Hike to an Airplane Crash in North Carolina

We all know that North Carolina has much to offer; however, it’s home to only one known plane crash site. Tucked in the Great Smoky Mountains, Waterrock Knob Trail is your literal road to ruin. A highly-rated trail for hikers and explorers alike, the trail is two miles roundtrip, located at the highest elevation on the Blue Ridge Parkway. The closest city being Waynesville, the area has a remote feel to it, making it the perfect spot for stargazing, bird watching and complete immersion in nature. Of course, its most unnatural feature is its plane crash site.

The Plane Crash:

Photo courtesy of Atlas Obscura

Like we said, this is the only known plane crash site in North Carolina. Since the invention of the airplane, there have been 54 recorded crashes in the Great Smoky Mountains National Park, with the majority of them being in Tennessee and Virginia. On November 24, 1983, the Cessna 414A Chancellor departed from DuPage Airport in Illinois, bound for Jackson County Airport in North Carolina. The last radar contact with the aircraft was at 6,100 feet and a mile from the crash site.

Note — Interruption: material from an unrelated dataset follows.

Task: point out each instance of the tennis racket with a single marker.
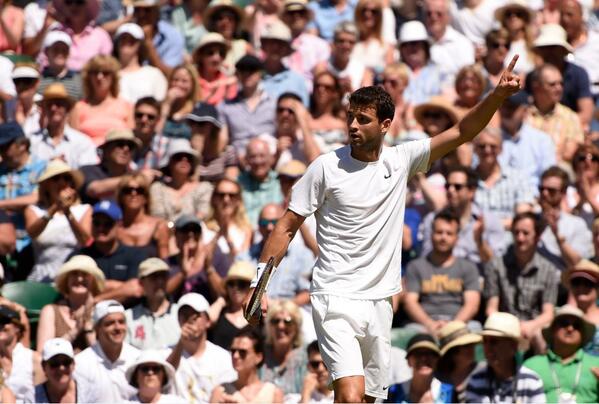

The crash was identified as an accident, possibly due to weather conditions, poor visibility and pilot error. Both the passenger and pilot were killed in the wreckage. 40 years later, hikers continue to pay homage to the past.

Getting There:

Photo courtesy of Harold Blackwood

At mile marker 451.2 of the Blue Ridge Parkway, you’ll stop at the Waterrock Knob Visitor Center in Sylva, North Carolina. This is where the trail begins. The visitor center features picnic tables and public restrooms for hikers seeking a respite. Before you reach the top of the Knob, you’ll veer to the trail on your left, following this for a half of a mile until reaching Browning Knob. Once you’ve arrived, take the third trail on your left, leading 200 yards to the site of the plane crash.

Ranked as a moderately difficult trail by hikers, visitors should be careful of challenging terrain, including several rock staircases. Along the way, stop at the breathtaking view of the Ghost Town in the Sky in Maggie Valley, a mountaintop amusement park that opened in the 1970s and closed in 2002. It’s Wild-West theme makes for eerie backdrops, with all of its original furniture still intact. This hike keeps getting spookier!

Safety First:

Photo courtesy of Journey to the Destination

For all guests, it is important to remember the lives of those who passed away in the crash, maintaining respect for both the site and the trail. Before you embark on your journey, ensure that you have enough food, plenty of water and a map.